Nevertheless, I ended up going downtown and trying to shake hands with street people, anyway. But when I found the anxiety to be too great, I escaped the situation by telling a passing graduate student that I was a writer, and asking her to have coffee with me. As we sat there talking, however, my guilt kicked in. Suddenly, I thanked the young woman and walked as fast as I could to the nearest street person, immediately introducing myself, and shaking his hand without flinching.
Day by day, I continued this process, trying to become obsessed with getting better, rather than be consumed by my fears. The other patients did not seem to get healthier, so whatever technique I was using—though perhaps dangerous, to a degree—was proving effective.
After three months at the clinic, it was time to leave. Though I was scared to face the outside world, I was at least 90 percent better than I was before I arrived.
Over the years, my experiences taught me to use my OCD in a positive way. Although, I still sometimes get those crazy “what if” thoughts, I now know how to deal with them.

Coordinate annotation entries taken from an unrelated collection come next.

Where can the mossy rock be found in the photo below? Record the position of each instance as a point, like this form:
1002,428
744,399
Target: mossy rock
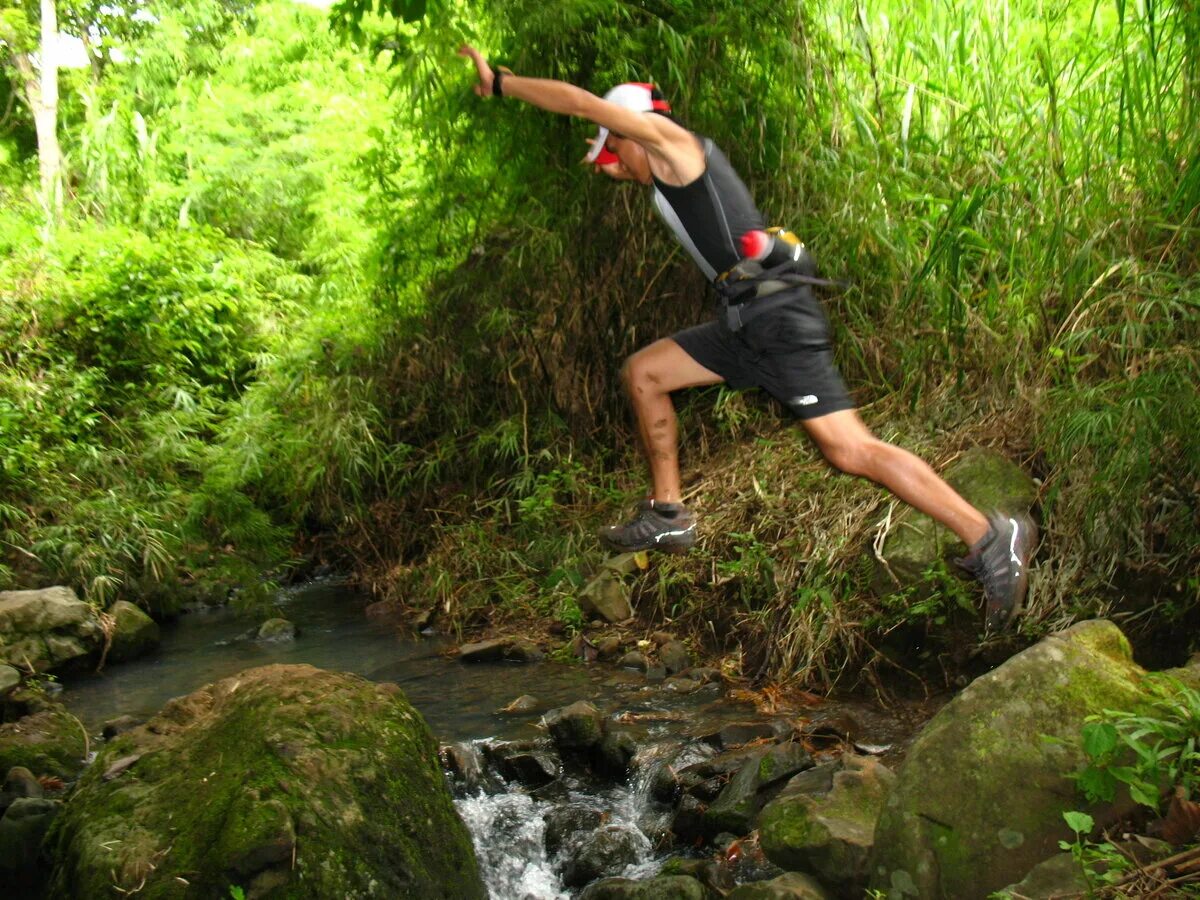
979,798
829,833
666,887
47,629
47,742
135,634
286,780
988,480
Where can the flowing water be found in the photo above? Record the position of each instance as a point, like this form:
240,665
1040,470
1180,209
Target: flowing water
460,702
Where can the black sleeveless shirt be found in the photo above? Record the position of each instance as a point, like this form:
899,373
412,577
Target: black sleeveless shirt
711,214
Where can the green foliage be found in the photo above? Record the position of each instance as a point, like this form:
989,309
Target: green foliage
1147,753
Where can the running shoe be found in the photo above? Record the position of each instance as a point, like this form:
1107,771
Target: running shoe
669,527
1001,563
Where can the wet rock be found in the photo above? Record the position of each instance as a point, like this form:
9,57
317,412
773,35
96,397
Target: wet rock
605,852
279,750
501,648
606,597
737,733
49,742
531,762
616,753
1059,876
675,657
525,703
135,634
609,646
682,685
22,831
705,675
666,887
988,480
634,659
688,823
790,886
739,802
623,564
47,629
715,876
119,725
978,799
568,825
10,678
276,631
463,762
18,784
576,727
828,834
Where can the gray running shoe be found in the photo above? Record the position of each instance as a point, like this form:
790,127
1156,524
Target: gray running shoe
669,527
1001,563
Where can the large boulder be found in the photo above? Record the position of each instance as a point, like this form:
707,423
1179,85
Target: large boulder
133,633
979,798
283,780
47,629
915,541
828,828
47,742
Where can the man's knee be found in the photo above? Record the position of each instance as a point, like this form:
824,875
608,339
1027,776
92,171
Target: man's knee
637,375
853,456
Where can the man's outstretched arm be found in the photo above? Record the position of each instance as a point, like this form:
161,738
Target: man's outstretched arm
654,132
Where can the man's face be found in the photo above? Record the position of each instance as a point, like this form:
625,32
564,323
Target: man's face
631,166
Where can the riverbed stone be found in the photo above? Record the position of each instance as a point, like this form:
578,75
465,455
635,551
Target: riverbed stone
606,597
605,852
988,480
790,886
49,742
829,833
1060,876
979,798
135,634
47,629
569,823
10,679
579,726
285,779
675,657
22,831
276,631
665,887
738,804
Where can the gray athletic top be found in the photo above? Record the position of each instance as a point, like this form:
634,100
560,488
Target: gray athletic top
709,215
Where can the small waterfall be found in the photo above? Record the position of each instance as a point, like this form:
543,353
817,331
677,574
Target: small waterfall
509,829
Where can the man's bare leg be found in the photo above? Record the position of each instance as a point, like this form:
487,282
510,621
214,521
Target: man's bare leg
850,445
651,376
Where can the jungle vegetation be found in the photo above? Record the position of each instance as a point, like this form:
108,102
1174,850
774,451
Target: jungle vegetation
307,298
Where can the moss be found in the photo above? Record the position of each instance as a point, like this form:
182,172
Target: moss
241,768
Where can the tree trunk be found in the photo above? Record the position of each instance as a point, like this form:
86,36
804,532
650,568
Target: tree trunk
46,117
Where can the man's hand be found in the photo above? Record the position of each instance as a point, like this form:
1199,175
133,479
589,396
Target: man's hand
486,77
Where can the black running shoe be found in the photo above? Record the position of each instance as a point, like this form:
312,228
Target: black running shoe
669,527
1001,563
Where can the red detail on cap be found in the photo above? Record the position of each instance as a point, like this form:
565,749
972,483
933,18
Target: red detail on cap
605,159
755,244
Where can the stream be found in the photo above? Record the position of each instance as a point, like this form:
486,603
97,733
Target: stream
461,705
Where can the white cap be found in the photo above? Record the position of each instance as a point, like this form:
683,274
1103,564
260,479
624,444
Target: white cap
635,96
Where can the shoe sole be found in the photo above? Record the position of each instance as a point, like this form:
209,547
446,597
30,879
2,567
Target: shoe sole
1021,549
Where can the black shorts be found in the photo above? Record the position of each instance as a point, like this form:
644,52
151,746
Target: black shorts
785,351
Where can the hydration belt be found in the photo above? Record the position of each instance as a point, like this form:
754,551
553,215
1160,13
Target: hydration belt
747,288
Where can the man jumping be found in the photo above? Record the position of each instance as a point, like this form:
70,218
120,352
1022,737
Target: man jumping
772,334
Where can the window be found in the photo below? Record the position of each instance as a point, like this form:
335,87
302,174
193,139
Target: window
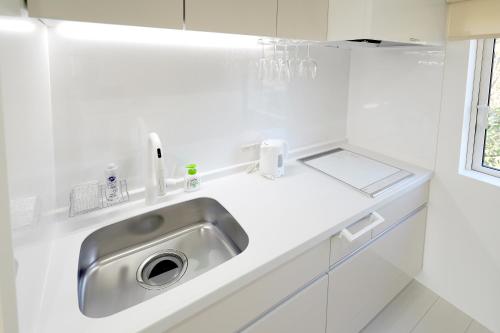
484,140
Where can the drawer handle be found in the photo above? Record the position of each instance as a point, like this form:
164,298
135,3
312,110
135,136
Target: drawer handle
352,237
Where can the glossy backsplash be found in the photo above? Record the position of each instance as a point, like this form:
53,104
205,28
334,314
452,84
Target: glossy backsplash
203,99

Around the time that I left the clinic, I called comedian Mel Brooks, and relayed to him what I was going through. “I see a book in your story,” he said. He had befriended me years earlier, when he used to see me sneaking into Fox Studios. “What the heck are you doing here every day?” he would ask. “And why are you always wearing the same clothes?”
I was wearing the only suit I had.
I told Mr. Brooks that I was sneaking in to schmooze the casting directors. He warned me that if he noticed me, eventually security would, too.
In an effort to use my OCD for something positive, I wrote a book called Man Interrupted. When one publisher rejected it, I became even more obsessed with finding another. Once I got the book published, I used my obsessive personality to get it in stores and onto the Los Angeles Times bestsellers list for five weeks. Then my luck got better: I met a director who optioned my book for a film.